Posted on:1990-06-09Degree:Med.DrType:Dissertation
University:Goteborgs Universitet (Sweden)Candidate:Wallin, Anders PeterFull Text:PDF
GTID:1474390017954176Subject:Biology
Abstract/Summary:
Vascular dementia (VD) was studied with regard to pathogenesis and symptomatology. The material comprised both clinically and postmortem diagnosed cases and patients investigated at a special diagnostic unit in a psychiatric hospital. At postmortem, a small mean volume of infarcted tissue was found together with an obvious reduction of 5-hydroxyindoleacetic acid in subcortical areas and of choline acetyltransferase in cortical areas and the hippocampus. In subcortical white matter a pronounced decrease of myelin lipids and almost intact levels of gangliosides were found. In the clinical studies, a VD diagnosis was chosen when the patients showed dementia in combination with either transitory ischemic attacks (TIA) or stroke episodes, or other pronounced vascular diseases. On computed tomography white matter low attenuation was found to be extensive and to occur frequently (85%).
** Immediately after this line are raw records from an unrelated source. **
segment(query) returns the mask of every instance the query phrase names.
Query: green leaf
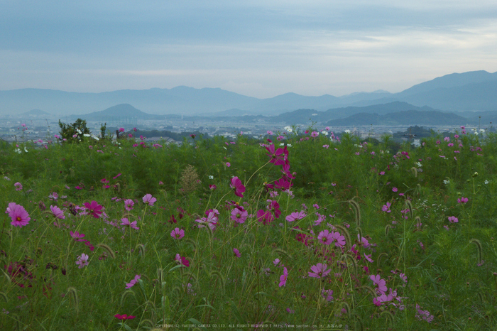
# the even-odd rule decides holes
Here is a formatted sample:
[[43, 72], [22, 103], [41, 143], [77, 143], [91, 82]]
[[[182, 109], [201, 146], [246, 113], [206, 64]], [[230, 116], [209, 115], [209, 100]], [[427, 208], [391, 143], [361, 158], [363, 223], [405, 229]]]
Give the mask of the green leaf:
[[236, 318], [236, 320], [238, 320], [238, 322], [239, 323], [244, 323], [245, 320], [241, 318], [241, 315], [240, 315], [240, 312], [238, 310], [238, 308], [236, 307], [236, 305], [235, 305], [235, 303], [233, 301], [231, 302], [231, 309], [233, 310], [233, 313], [235, 314], [235, 317]]
[[206, 329], [205, 327], [200, 326], [200, 325], [202, 325], [202, 323], [200, 322], [199, 322], [198, 320], [195, 320], [195, 318], [190, 318], [188, 320], [190, 322], [192, 322], [193, 324], [199, 325], [199, 327], [198, 327], [199, 329], [204, 330], [206, 331], [207, 330], [207, 329]]

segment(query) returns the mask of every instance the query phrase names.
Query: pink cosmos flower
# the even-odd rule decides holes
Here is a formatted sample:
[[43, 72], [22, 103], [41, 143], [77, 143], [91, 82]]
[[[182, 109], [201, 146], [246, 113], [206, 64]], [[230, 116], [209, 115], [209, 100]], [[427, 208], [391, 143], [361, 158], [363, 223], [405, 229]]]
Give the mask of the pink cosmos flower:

In the cerebrospinal fluid (CSF) studies an increased albumin ratio without relation to TIA/stroke was found, indicating blood-brain barrier dysfunction. Intrathecal immunoglobulin G (IgG) production was found in 9% of the VD patients, and the IgG index was related to severity of disease and to hypertension. A frontosubcortical symptom complex was the dominating clinical pattern, and the more obvious the subcortical symptom complex, the lower was the 5-HIAA concentration in CSF. The combination of decreased myelin lipids, white matter low attenuation, blood-brain barrier dysfunction, immunological and symptomatological findings suggests that VD in this study was a subcortical non-infarct disorder, possibly a small vessel disease and that infarcts, when present, were end point manifestations of the vascular pathology rather than the cause of the disease. Today, multi-infarct dementia is looked upon as the main category of VD. Our findings suggest that subcortical non-infarct VD is another important VD group that ought to be taken into account.